In this universe, every thinking being exists because of a spark—a remnant left behind when the gods failed to complete their design of perfect servants. A spark is not a soul in any spiritual sense, but a fragment of awareness itself: it grants cognition, identity, and the capacity to act with intent.

Sparks move freely through existence, entering living forms and departing at death, where they briefly drift before finding a new host. Different species have adapted to this cycle in radically different ways. Some can only reproduce when a spark finds them, while others physically divide once a new spark enters their body. Rarely, multiple sparks inhabit a single form, creating individuals of unusual capability—and instability.

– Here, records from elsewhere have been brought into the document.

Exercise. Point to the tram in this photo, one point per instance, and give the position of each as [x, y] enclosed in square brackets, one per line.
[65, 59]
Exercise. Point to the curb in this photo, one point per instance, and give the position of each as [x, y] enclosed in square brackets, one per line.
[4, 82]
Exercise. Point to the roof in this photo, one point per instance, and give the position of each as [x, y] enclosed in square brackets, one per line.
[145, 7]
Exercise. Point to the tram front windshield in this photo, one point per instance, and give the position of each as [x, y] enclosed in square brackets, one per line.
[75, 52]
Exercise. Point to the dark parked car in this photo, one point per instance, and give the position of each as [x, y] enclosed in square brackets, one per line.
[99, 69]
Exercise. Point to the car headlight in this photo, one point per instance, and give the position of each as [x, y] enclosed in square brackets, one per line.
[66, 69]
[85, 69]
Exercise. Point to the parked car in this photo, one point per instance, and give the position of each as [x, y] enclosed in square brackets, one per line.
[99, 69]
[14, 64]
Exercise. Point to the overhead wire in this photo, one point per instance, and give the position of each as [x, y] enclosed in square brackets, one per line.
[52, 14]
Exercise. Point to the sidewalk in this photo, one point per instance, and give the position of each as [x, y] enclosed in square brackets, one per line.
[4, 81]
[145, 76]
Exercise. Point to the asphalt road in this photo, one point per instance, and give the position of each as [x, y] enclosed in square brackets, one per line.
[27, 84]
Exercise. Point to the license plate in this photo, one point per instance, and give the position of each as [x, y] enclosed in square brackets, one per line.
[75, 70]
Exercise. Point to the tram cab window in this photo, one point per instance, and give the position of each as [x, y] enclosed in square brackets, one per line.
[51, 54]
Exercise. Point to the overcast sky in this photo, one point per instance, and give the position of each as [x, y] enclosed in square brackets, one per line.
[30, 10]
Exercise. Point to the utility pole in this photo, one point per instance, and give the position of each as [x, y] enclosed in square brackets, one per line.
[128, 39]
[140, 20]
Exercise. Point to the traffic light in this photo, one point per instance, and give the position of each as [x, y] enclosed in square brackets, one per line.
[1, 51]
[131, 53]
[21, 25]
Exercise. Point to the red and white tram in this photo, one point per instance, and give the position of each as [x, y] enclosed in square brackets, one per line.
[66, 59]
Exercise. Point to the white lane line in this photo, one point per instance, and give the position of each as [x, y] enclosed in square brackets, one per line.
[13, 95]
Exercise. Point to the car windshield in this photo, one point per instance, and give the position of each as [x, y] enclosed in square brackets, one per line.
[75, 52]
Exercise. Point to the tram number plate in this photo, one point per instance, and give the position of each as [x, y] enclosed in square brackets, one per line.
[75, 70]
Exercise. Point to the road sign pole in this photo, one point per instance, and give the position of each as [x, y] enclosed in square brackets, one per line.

Over time, intelligent civilizations have learned not only to observe sparks, but to interfere with them. Humans trap dying sparks within machines, creating artificial minds that blur the line between person and construct. Others harvest or manipulate sparks as energy, tools, or objects of belief. Across cultures, one truth remains constant: control over sparks means control over life itself.

Beyond the settled systems, at the dim edges of the galaxy, linger the exiled gods—the ones who failed even by the standards of their kind. Cut off from the great forge at the galaxy's heart, they survive by feeding on corrupted sparks: fragments twisted by suffering, fragmentation, or forced containment. These beings drift in the dark between stars, patient and diminished, shaping what little power they can from decay. Some believe they are gathering strength, waiting for a path back inward—toward the forge that once birthed sparks freely—where they might finish what was abandoned, or unmake what remains.

What remains uncertain is whether sparks are still being created—or whether all thinking life now depends on a finite, diminishing inheritance from forgotten gods.